It says that these developments have the potential to generate inflationary expectations and to increase consumer demand.

A Central Bank official said yesterday that there has been very strong growth in credit and money supply, but that the potential adverse affects of this on inflation had been lessened so far because people were holding on to their savings. "There is a monetary overhang, if you like," he said, adding that this situation may not continue.

The Bank said the economy has continued to perform well this year. The growth rate for the year as a whole is now likely to be close to 6 per cent.

It said data would seem to indicate that there is now only a small gap between the economy's potential output and actual output. However, it said the significant increases in the labour supply, associated with migration flows and greater female participation in the labour force, have limited the pressure on resources that would otherwise exist.

On the EMU issue, the Bank said Ireland is broadly on line to meet the Maastricht criteria and inflation over the past five years has averaged 2 1/4 per cent.

Notwithstanding the economy's good performance of recent years, there needs to be ongoing vigilance about satisfying the price stability criterion. "There is little room for manoeuvre," it warned.

It pointed out that although Ireland's headline inflation rate is low 1.5 per cent - the latest inflation rate using the measure for EU comparisons is 2.2 per cent.
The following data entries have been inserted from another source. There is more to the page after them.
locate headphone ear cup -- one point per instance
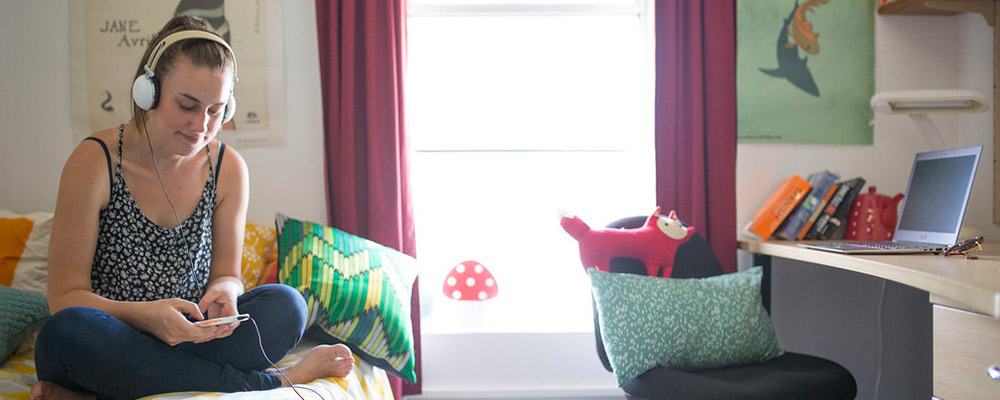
(146, 91)
(230, 110)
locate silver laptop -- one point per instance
(933, 207)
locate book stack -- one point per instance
(815, 208)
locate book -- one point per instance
(777, 207)
(819, 210)
(820, 182)
(839, 220)
(826, 224)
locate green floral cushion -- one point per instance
(357, 291)
(21, 315)
(649, 322)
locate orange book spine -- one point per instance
(778, 205)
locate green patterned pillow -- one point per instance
(357, 291)
(21, 315)
(649, 322)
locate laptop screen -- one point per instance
(937, 195)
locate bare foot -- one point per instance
(323, 361)
(49, 390)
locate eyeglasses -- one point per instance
(963, 247)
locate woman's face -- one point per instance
(191, 108)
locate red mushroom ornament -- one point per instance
(470, 281)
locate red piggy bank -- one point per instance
(873, 216)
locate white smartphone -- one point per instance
(223, 320)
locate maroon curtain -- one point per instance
(696, 118)
(362, 54)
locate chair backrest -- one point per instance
(693, 259)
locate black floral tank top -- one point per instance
(138, 260)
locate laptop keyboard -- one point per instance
(884, 245)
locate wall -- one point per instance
(35, 136)
(879, 330)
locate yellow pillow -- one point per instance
(259, 242)
(24, 250)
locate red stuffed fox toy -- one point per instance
(655, 243)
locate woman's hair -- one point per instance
(200, 52)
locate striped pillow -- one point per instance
(357, 291)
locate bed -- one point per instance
(359, 297)
(366, 382)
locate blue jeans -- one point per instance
(89, 351)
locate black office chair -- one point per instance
(790, 376)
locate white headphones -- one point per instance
(146, 88)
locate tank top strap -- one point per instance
(121, 134)
(218, 162)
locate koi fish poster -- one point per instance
(108, 39)
(805, 71)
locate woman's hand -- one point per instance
(166, 320)
(220, 301)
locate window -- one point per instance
(519, 111)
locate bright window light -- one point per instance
(515, 118)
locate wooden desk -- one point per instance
(966, 305)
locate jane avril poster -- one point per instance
(108, 38)
(805, 71)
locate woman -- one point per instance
(147, 238)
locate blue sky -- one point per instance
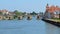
(27, 5)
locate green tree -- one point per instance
(0, 13)
(17, 12)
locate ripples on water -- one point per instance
(27, 27)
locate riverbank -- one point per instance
(51, 21)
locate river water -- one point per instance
(27, 27)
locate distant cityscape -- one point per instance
(50, 13)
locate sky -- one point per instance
(27, 5)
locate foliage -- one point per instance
(33, 13)
(17, 12)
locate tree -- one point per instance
(1, 13)
(33, 13)
(17, 12)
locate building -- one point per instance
(52, 12)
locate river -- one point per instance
(27, 27)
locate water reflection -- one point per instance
(51, 29)
(27, 27)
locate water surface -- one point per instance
(27, 27)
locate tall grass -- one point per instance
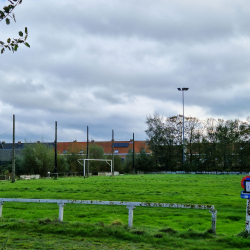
(151, 225)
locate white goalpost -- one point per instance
(83, 164)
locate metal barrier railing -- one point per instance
(130, 206)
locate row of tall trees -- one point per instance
(210, 145)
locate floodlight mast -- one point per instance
(183, 136)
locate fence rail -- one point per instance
(130, 206)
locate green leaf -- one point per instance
(27, 44)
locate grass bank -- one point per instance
(153, 227)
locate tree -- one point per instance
(7, 13)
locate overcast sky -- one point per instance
(107, 64)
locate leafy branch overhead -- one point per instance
(7, 14)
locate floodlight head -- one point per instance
(183, 89)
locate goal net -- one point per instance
(82, 162)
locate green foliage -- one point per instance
(210, 145)
(37, 158)
(6, 13)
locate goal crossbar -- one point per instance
(84, 160)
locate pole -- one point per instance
(55, 168)
(134, 153)
(113, 152)
(87, 153)
(183, 135)
(248, 216)
(13, 152)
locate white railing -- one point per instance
(130, 206)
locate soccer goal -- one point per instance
(82, 162)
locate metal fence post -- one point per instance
(214, 218)
(1, 208)
(248, 217)
(61, 207)
(130, 215)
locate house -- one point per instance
(121, 148)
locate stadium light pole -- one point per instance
(183, 136)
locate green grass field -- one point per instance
(35, 226)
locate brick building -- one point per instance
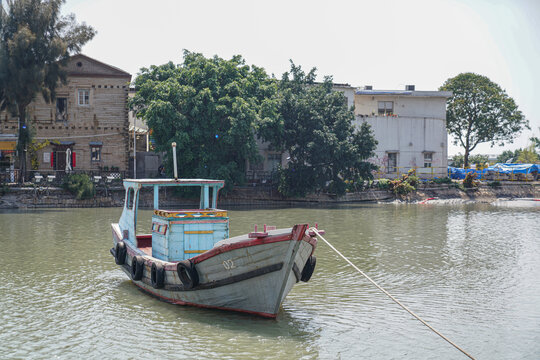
(85, 127)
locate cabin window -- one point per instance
(130, 198)
(392, 163)
(428, 159)
(159, 228)
(61, 109)
(84, 97)
(386, 107)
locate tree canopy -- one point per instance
(210, 107)
(313, 124)
(214, 109)
(480, 111)
(35, 44)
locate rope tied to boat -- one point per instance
(390, 295)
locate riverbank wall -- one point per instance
(27, 198)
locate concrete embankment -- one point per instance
(17, 197)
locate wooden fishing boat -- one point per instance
(189, 259)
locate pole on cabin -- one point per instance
(134, 151)
(174, 162)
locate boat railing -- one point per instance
(191, 213)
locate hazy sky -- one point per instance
(384, 43)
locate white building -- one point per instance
(410, 127)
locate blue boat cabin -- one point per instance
(176, 234)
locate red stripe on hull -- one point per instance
(229, 247)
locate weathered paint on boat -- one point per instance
(252, 273)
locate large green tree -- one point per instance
(210, 107)
(313, 124)
(480, 111)
(35, 44)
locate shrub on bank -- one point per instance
(383, 184)
(80, 185)
(444, 180)
(469, 181)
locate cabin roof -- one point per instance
(178, 182)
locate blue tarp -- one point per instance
(459, 174)
(513, 168)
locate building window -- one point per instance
(392, 163)
(95, 153)
(84, 97)
(428, 159)
(61, 109)
(386, 107)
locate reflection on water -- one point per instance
(471, 271)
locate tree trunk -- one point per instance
(24, 138)
(466, 158)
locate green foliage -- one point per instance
(469, 181)
(35, 44)
(444, 180)
(80, 185)
(479, 160)
(480, 111)
(313, 124)
(509, 155)
(404, 185)
(210, 107)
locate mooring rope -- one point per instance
(389, 295)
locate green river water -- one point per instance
(471, 271)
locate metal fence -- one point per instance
(57, 177)
(441, 172)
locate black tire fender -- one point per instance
(120, 253)
(137, 267)
(188, 274)
(157, 275)
(308, 269)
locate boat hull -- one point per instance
(246, 274)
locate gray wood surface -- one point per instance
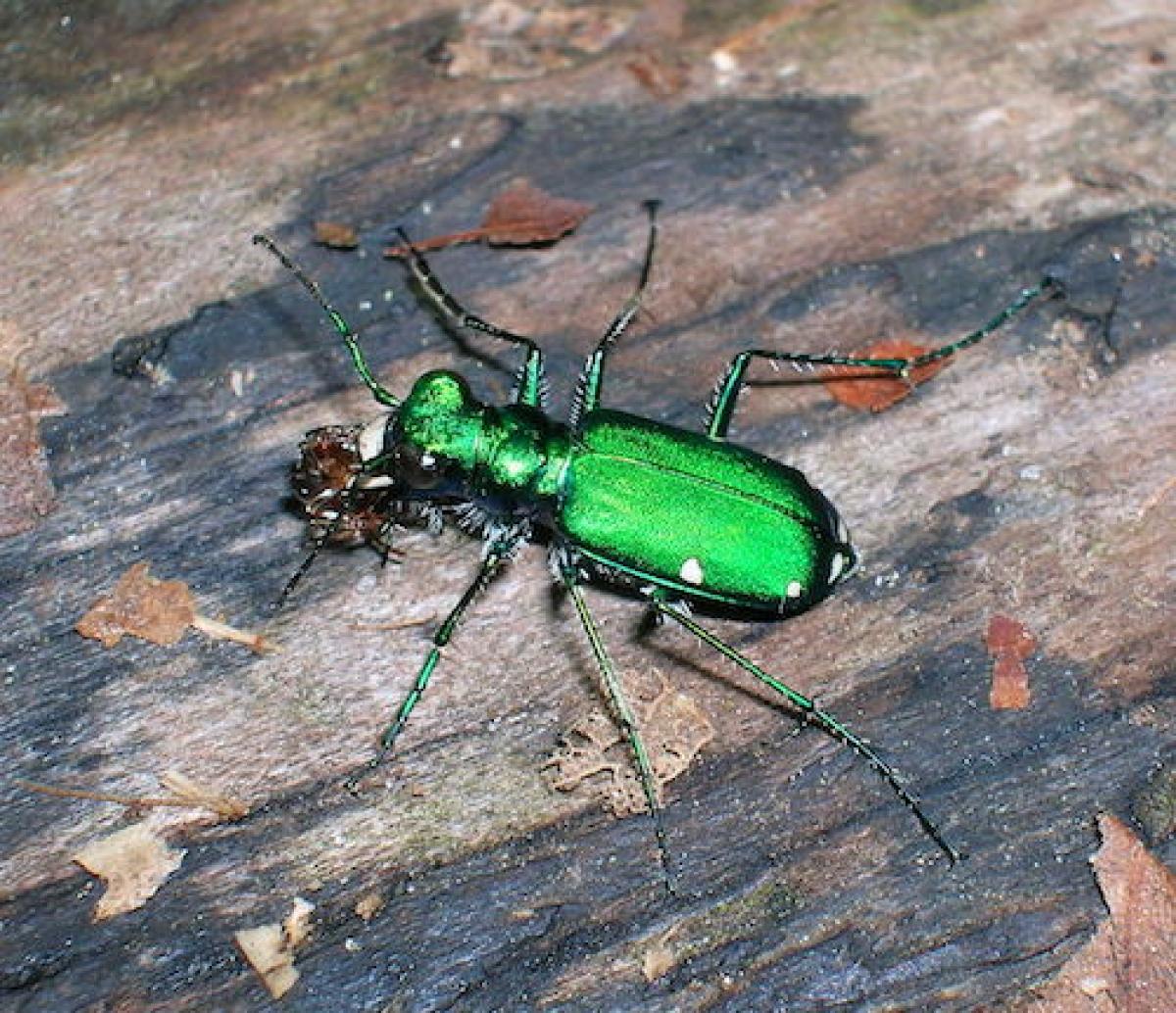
(1030, 478)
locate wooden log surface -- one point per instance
(829, 175)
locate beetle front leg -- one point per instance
(530, 376)
(592, 376)
(727, 390)
(499, 553)
(814, 714)
(627, 719)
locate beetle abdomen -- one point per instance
(704, 518)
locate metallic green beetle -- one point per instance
(674, 516)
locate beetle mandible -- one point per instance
(673, 516)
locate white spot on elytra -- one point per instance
(692, 572)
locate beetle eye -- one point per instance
(418, 468)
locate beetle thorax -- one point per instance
(442, 434)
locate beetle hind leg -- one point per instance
(624, 716)
(730, 383)
(814, 714)
(588, 389)
(532, 384)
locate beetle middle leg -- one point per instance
(814, 714)
(498, 554)
(722, 405)
(530, 378)
(588, 389)
(623, 713)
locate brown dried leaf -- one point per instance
(270, 948)
(660, 76)
(336, 235)
(594, 752)
(1009, 642)
(26, 493)
(140, 606)
(133, 863)
(369, 905)
(521, 216)
(186, 794)
(875, 389)
(191, 793)
(1129, 966)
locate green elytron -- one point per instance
(674, 516)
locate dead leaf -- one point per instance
(26, 493)
(133, 863)
(1009, 643)
(660, 76)
(1129, 966)
(369, 905)
(270, 948)
(658, 960)
(520, 216)
(186, 794)
(336, 235)
(1153, 805)
(595, 752)
(877, 389)
(159, 611)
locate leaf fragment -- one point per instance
(1009, 643)
(335, 235)
(270, 948)
(520, 216)
(595, 753)
(133, 863)
(877, 389)
(26, 493)
(1130, 961)
(158, 611)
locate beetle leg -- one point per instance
(498, 554)
(822, 719)
(626, 718)
(727, 390)
(591, 377)
(530, 377)
(341, 325)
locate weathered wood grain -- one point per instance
(1028, 478)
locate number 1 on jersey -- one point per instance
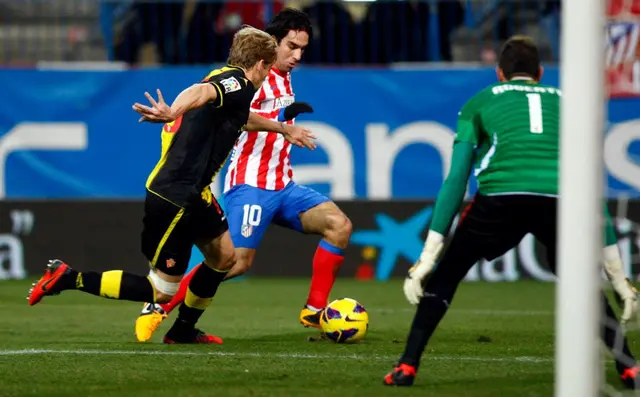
(535, 113)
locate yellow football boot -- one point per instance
(310, 318)
(149, 321)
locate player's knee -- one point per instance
(165, 286)
(224, 262)
(243, 264)
(340, 228)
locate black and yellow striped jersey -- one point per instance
(196, 145)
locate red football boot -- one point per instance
(402, 375)
(49, 283)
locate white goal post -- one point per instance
(578, 367)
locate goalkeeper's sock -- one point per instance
(326, 263)
(431, 310)
(114, 284)
(199, 295)
(178, 298)
(615, 339)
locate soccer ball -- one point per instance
(345, 321)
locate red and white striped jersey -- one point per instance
(261, 158)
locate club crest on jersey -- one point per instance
(283, 102)
(246, 230)
(230, 84)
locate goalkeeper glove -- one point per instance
(626, 294)
(292, 111)
(413, 283)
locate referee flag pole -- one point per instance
(578, 367)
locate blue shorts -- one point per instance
(250, 210)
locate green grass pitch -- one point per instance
(497, 340)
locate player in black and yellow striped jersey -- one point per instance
(200, 129)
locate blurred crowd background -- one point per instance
(346, 32)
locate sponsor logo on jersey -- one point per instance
(230, 84)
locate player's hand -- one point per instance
(627, 297)
(299, 136)
(293, 110)
(159, 112)
(413, 283)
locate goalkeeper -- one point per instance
(510, 132)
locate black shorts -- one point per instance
(170, 231)
(492, 225)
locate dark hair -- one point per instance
(289, 19)
(519, 57)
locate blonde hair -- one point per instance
(249, 46)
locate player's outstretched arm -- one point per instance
(193, 97)
(299, 136)
(447, 205)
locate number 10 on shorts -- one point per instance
(250, 218)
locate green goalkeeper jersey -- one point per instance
(515, 128)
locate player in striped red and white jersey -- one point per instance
(259, 189)
(260, 158)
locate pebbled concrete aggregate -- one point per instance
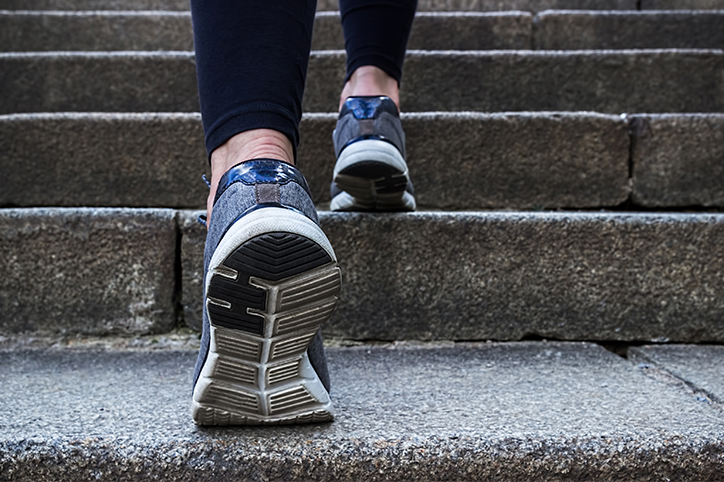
(615, 82)
(678, 160)
(474, 161)
(522, 411)
(573, 30)
(508, 276)
(87, 271)
(698, 365)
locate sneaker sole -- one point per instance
(272, 282)
(373, 177)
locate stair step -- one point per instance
(87, 271)
(556, 30)
(507, 276)
(604, 81)
(423, 5)
(148, 30)
(426, 275)
(458, 160)
(518, 411)
(528, 160)
(573, 30)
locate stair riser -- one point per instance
(88, 271)
(508, 276)
(611, 82)
(556, 30)
(98, 31)
(458, 161)
(621, 30)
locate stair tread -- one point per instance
(517, 411)
(614, 81)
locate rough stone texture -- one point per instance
(571, 30)
(698, 366)
(507, 276)
(87, 271)
(524, 411)
(445, 31)
(478, 161)
(322, 5)
(90, 31)
(473, 161)
(603, 81)
(498, 5)
(678, 160)
(102, 160)
(682, 5)
(98, 31)
(193, 239)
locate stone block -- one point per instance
(508, 276)
(193, 239)
(482, 161)
(473, 161)
(122, 160)
(682, 4)
(495, 81)
(571, 30)
(444, 31)
(94, 31)
(678, 160)
(87, 271)
(698, 367)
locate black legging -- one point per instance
(252, 57)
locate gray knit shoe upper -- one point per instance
(270, 281)
(371, 173)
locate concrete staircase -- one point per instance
(555, 310)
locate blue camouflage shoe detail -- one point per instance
(270, 281)
(371, 173)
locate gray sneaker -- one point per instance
(270, 280)
(370, 173)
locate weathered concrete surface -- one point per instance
(87, 271)
(473, 161)
(700, 366)
(96, 30)
(102, 160)
(193, 240)
(678, 160)
(445, 31)
(502, 5)
(602, 81)
(172, 5)
(682, 5)
(108, 30)
(506, 276)
(524, 411)
(478, 161)
(573, 30)
(322, 5)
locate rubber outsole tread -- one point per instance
(257, 370)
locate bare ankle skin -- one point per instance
(370, 80)
(254, 144)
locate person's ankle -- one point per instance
(370, 80)
(245, 146)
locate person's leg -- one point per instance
(371, 172)
(270, 274)
(251, 60)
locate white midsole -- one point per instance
(263, 221)
(370, 150)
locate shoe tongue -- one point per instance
(261, 171)
(368, 107)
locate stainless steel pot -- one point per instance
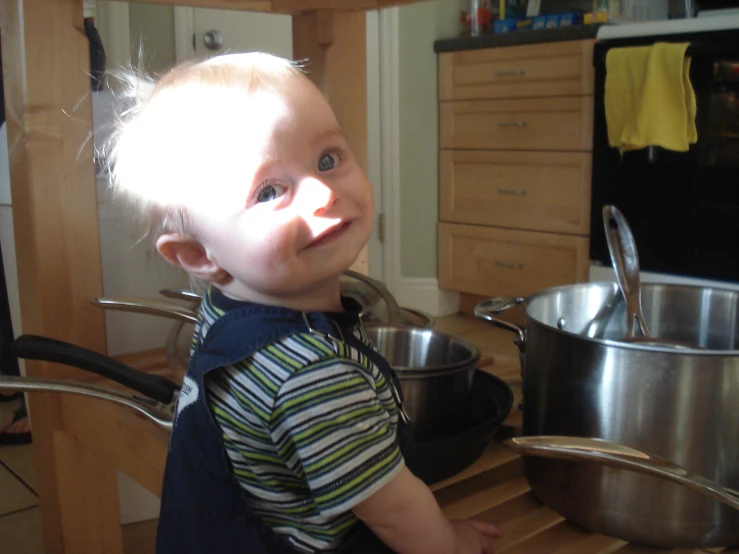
(436, 371)
(675, 409)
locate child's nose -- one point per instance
(314, 197)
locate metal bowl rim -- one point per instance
(404, 371)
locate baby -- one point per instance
(289, 434)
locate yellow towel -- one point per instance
(649, 98)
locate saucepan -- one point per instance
(638, 441)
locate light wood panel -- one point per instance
(559, 123)
(542, 191)
(489, 261)
(550, 69)
(285, 6)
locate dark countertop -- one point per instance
(575, 32)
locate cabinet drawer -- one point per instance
(540, 191)
(499, 262)
(562, 123)
(553, 69)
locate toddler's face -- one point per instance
(301, 208)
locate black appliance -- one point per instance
(683, 208)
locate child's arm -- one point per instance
(405, 515)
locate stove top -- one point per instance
(726, 20)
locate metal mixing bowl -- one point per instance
(436, 371)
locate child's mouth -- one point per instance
(330, 235)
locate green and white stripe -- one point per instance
(310, 427)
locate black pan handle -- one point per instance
(32, 347)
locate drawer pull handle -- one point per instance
(512, 124)
(508, 265)
(516, 192)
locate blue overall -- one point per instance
(204, 509)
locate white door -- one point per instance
(221, 31)
(202, 33)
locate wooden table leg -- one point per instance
(49, 118)
(88, 499)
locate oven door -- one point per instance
(683, 208)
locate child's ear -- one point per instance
(193, 257)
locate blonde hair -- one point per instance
(166, 146)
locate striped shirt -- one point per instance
(310, 428)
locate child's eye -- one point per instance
(269, 193)
(328, 162)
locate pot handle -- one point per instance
(582, 449)
(188, 295)
(148, 306)
(32, 347)
(488, 309)
(160, 414)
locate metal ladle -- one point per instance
(625, 261)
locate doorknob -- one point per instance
(213, 40)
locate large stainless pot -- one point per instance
(672, 414)
(435, 370)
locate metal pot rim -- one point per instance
(619, 344)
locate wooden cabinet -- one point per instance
(515, 135)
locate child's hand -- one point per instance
(474, 537)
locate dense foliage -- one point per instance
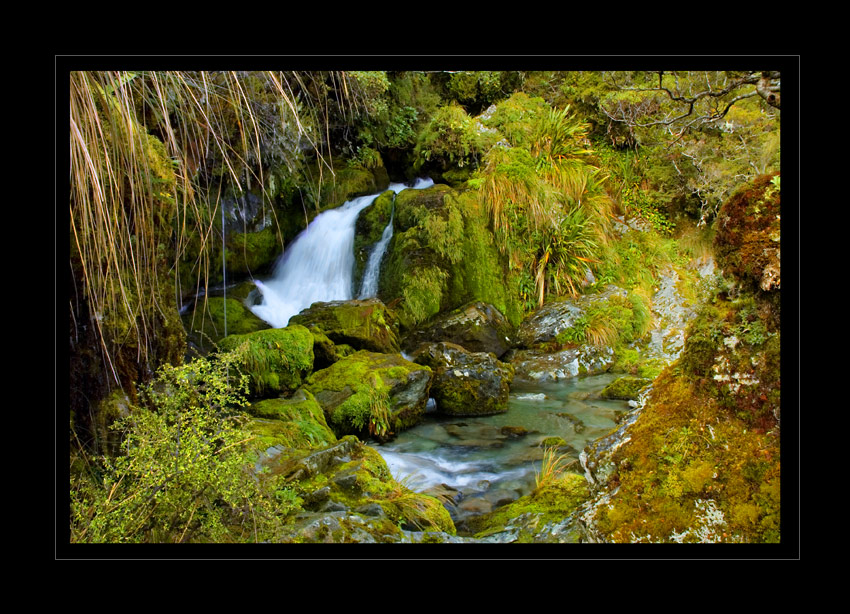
(545, 168)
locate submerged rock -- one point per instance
(466, 383)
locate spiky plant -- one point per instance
(552, 467)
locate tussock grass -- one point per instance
(143, 147)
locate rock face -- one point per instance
(466, 383)
(276, 360)
(204, 330)
(369, 393)
(363, 325)
(558, 316)
(476, 327)
(541, 365)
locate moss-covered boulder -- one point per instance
(747, 234)
(371, 394)
(543, 365)
(547, 515)
(364, 325)
(466, 383)
(205, 324)
(476, 326)
(698, 459)
(276, 360)
(442, 256)
(347, 183)
(348, 495)
(297, 422)
(326, 352)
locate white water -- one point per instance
(369, 287)
(318, 265)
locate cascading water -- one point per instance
(369, 286)
(318, 265)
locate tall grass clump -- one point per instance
(150, 156)
(545, 199)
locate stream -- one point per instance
(492, 460)
(479, 462)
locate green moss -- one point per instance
(359, 393)
(554, 502)
(206, 328)
(249, 252)
(300, 422)
(276, 360)
(443, 256)
(362, 324)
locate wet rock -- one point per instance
(276, 360)
(477, 327)
(354, 388)
(558, 316)
(207, 320)
(625, 388)
(578, 425)
(539, 365)
(361, 324)
(466, 383)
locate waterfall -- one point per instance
(369, 287)
(319, 263)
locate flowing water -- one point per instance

This compares with an average rate of 1 per cent for the three lowest inflation countries," it said.

However, the Bank admitted that it was "flying blind" in some respects.

While the Bank has generally intervened in the market to help keep the pound above sterling parity - thus allowing it to rise against other currencies - officials said there was nothing "sacrosanct" about any bilateral exchange rate such as the pound/ sterling rate.